Mrs Bawumia, a Global Ambassador for the Clean cooking Alliance, observed that air pollution and its effect on health remain a major challenge, particularly in Asia and Africa.
She said Africa has an air pollution problem in its urban and rural areas, and the problem is compounded by the absence of air quality monitoring systems in most of the countries on the continent.
Over 90% of the world’s population live in settings exceeding the WHO’s Air Quality limits; and this results in over seven million avoidable and unacceptable annual deaths. Again, almost three billion people lack access to clean household fuels and technologies, resulting in about four million deaths each year from exposure to household air pollution.
According to data by World Meteorological Organisation, the first major attempt to calculate the human cost of the continent’s pollution suggests polluted air could be killing 712,000 people a year prematurely; compared with approximately 542,000 people from unsafe water, 275,000 from malnutrition and 391,000 people from unsafe sanitation.
Also, the Paris-based Organisation for Economic Co-operation and Development Centre estimated that the annual deaths from ambient air pollution across the African continent increased by 36%, between 1990 and 2013. Over the same period, deaths from household air pollution also continued to increase.
Citing the aforementioned data, Mrs. Bawumia told the panel “it is important that our conversation draws linkages between the impact of health and the environment on development and gender issues.”

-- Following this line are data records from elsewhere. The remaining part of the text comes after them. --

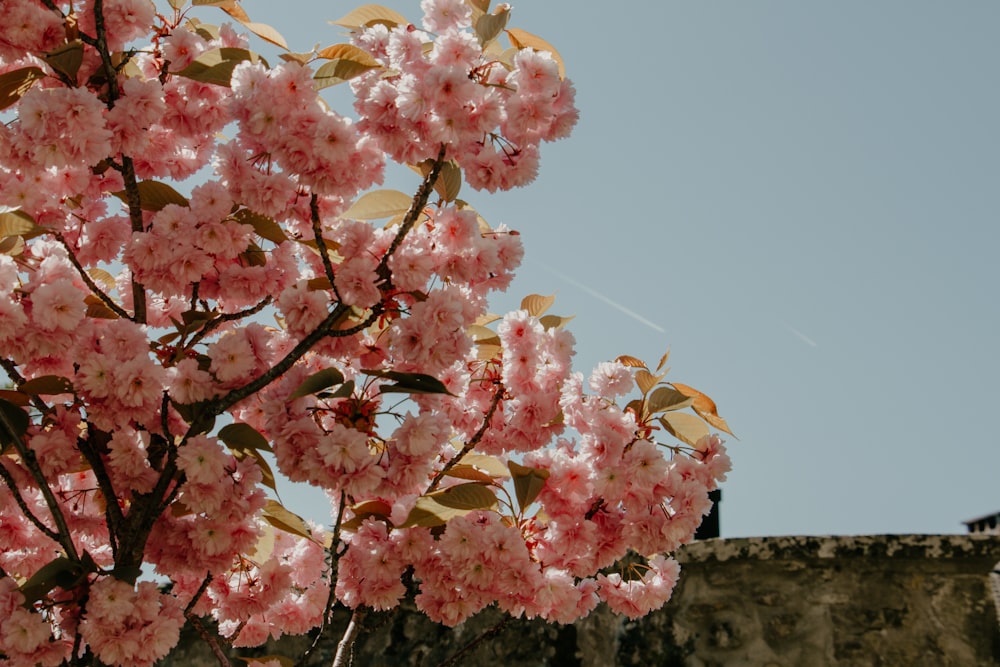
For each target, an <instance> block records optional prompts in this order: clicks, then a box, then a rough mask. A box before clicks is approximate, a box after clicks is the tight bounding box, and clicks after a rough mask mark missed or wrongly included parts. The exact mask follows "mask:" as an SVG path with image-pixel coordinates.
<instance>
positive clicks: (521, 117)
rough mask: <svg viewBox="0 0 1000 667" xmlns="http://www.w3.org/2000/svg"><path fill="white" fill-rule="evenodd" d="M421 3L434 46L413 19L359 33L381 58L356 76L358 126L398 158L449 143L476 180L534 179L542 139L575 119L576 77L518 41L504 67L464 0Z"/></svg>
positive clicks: (553, 137)
mask: <svg viewBox="0 0 1000 667" xmlns="http://www.w3.org/2000/svg"><path fill="white" fill-rule="evenodd" d="M421 6H422V7H423V8H424V11H425V18H424V27H425V28H426V29H427V30H428V31H431V32H436V33H437V34H436V35H435V36H434V37H433V39H432V41H431V42H430V44H431V48H429V49H427V48H425V44H426V43H427V41H428V38H429V35H428V34H427V33H425V32H423V31H420V30H415V29H413V27H412V26H402V25H399V26H396V27H394V28H392V29H391V30H389V29H387V28H386V27H385V26H384V25H381V24H378V25H375V26H372V27H369V28H368V29H366V30H365V31H363V32H361V33H360V34H358V35H357V38H356V43H357V44H358V45H359V46H361V47H362V48H364V49H366V50H368V51H369V52H370V53H371V54H372V55H373V56H374V57H375V58H376V59H377V60H378V61H379V62H381V63H382V64H383V65H384V67H385V69H384V70H374V71H373V72H371V73H369V74H367V75H365V76H362V77H359V78H358V79H355V80H354V81H353V82H352V86H353V88H354V92H355V95H356V97H357V102H356V103H355V108H356V109H357V111H358V113H359V114H360V115H361V120H360V122H359V123H358V127H359V129H361V131H363V132H365V133H366V134H368V135H370V136H371V137H372V138H373V139H374V140H375V141H377V142H378V145H379V147H380V148H381V149H382V150H384V151H385V152H386V153H388V154H389V155H390V156H391V157H392V158H393V159H394V160H396V161H397V162H409V163H417V162H420V161H421V160H425V159H431V158H433V157H434V156H435V155H437V152H438V148H439V147H440V146H441V145H442V144H446V145H448V157H451V158H454V159H455V160H457V161H458V163H459V164H460V165H461V166H462V168H463V169H464V170H465V176H466V180H467V182H468V183H469V185H471V186H472V187H474V188H476V189H485V190H488V191H490V192H493V191H495V190H497V189H503V190H506V189H508V188H511V187H516V186H520V185H525V184H527V183H529V182H531V181H532V180H534V178H535V176H536V174H537V170H538V159H539V144H540V143H541V142H543V141H554V140H556V139H560V138H562V137H566V136H568V135H569V132H570V130H571V129H572V127H573V125H574V124H575V123H576V120H577V111H576V108H575V107H574V106H573V101H574V95H575V93H574V89H573V86H572V84H571V83H570V82H569V81H568V80H565V79H561V78H560V76H559V69H558V66H557V63H556V61H555V60H554V59H553V57H552V56H551V54H549V53H546V52H538V51H533V50H531V49H521V50H519V51H518V52H517V54H516V55H515V56H514V58H513V61H512V63H511V64H510V68H509V69H508V66H506V65H505V64H504V63H502V62H500V61H499V60H498V59H497V57H496V55H495V54H491V53H489V52H487V51H484V48H483V45H482V44H480V42H479V40H478V39H477V37H476V35H475V34H474V33H473V32H472V31H471V28H472V22H471V13H470V11H469V7H468V6H467V5H465V4H463V3H459V2H454V1H453V0H436V1H434V2H424V3H422V5H421ZM387 73H388V74H389V75H388V76H387V75H386V74H387Z"/></svg>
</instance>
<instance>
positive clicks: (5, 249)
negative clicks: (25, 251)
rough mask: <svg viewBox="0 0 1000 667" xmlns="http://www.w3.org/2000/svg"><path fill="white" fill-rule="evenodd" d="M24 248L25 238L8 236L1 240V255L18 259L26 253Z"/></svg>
mask: <svg viewBox="0 0 1000 667" xmlns="http://www.w3.org/2000/svg"><path fill="white" fill-rule="evenodd" d="M24 248H25V245H24V237H23V236H8V237H6V238H4V239H3V240H0V255H9V256H10V257H17V256H18V255H20V254H21V253H23V252H24Z"/></svg>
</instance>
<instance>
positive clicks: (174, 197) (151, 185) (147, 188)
mask: <svg viewBox="0 0 1000 667" xmlns="http://www.w3.org/2000/svg"><path fill="white" fill-rule="evenodd" d="M136 187H137V188H138V189H139V208H141V209H142V210H143V211H162V210H163V209H164V208H166V206H167V205H168V204H176V205H177V206H188V205H189V204H190V202H188V200H187V197H185V196H184V195H182V194H181V193H179V192H177V190H174V189H173V188H172V187H170V186H169V185H167V184H166V183H161V182H160V181H139V182H138V183H137V184H136ZM111 194H113V195H114V196H116V197H118V198H119V199H121V200H122V201H123V202H125V203H126V204H128V195H127V194H126V192H125V191H124V190H118V191H117V192H112V193H111Z"/></svg>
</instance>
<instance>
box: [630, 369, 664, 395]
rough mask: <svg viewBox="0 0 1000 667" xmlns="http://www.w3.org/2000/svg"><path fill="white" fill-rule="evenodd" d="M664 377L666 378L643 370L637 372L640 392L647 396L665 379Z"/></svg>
mask: <svg viewBox="0 0 1000 667" xmlns="http://www.w3.org/2000/svg"><path fill="white" fill-rule="evenodd" d="M663 377H664V376H662V375H653V374H652V373H650V372H649V371H647V370H646V369H645V368H643V369H641V370H638V371H636V372H635V384H636V386H637V387H639V391H641V392H642V395H643V396H645V395H646V394H648V393H649V390H650V389H652V388H653V387H655V386H656V385H657V383H659V381H660V380H662V379H663Z"/></svg>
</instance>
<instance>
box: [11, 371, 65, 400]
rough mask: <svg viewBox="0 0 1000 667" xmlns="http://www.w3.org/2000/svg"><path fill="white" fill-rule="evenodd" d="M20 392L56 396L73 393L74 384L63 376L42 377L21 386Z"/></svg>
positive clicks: (27, 382)
mask: <svg viewBox="0 0 1000 667" xmlns="http://www.w3.org/2000/svg"><path fill="white" fill-rule="evenodd" d="M20 390H21V391H23V392H24V393H25V394H34V395H36V396H37V395H38V394H45V395H50V396H54V395H56V394H71V393H73V383H72V382H70V381H69V380H68V379H67V378H64V377H62V376H61V375H41V376H39V377H36V378H34V379H33V380H28V381H27V382H25V383H24V384H22V385H21V387H20Z"/></svg>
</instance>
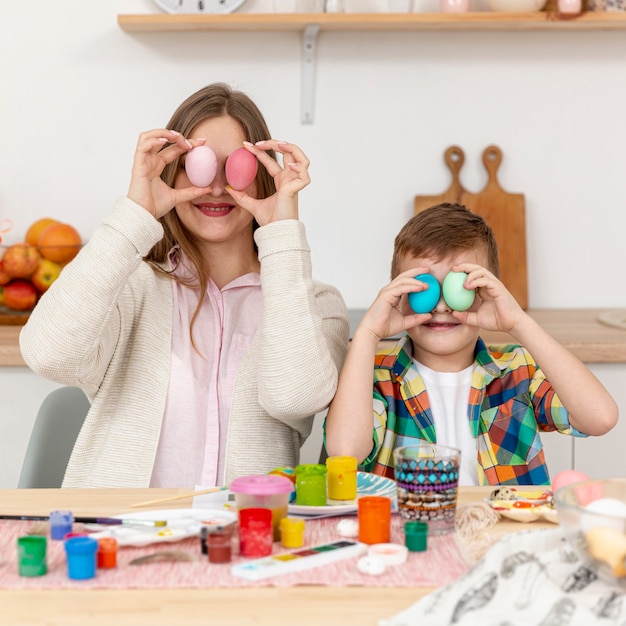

She said women and children are adversely affected and burdened by time-intensive household tasks, as a result of the usage of unclean cooking fuels with time poverty, and poor maternal health; becoming the end results.
“For Africa as a whole, the economic cost of premature air pollution related deaths is estimated at about 215 billion for outdoor air pollution, and two $232billion for household air pollution,” Mrs Bawumia said.
According to Mrs Bawumia, the need to address the impact of air pollution on health, and its attendant effect on sustainable development, is a “human-centred issue, therefore a global issue.”
Notable members of the panel included; Dr. Zulema Tomás, Peru’s Minister for Health;
Ms. Dymphna van der Lans, CEO, Clean Cooking Alliance; Mr. Salvatore Vinci, Deputy Director, Country Support and Partnerships Division, International Renewable Energy Agency (IRENA); Ms. Isabel Raya, Energy Policy and Partnerships Consultant, Division for the Sustainable Development Goals, UN-DESA; Ms. Sheila Oparaocha, International coordinator and programme manager, ENERGIA & Co-facilitator of the SDG 7 Technical Advisory Group, among others.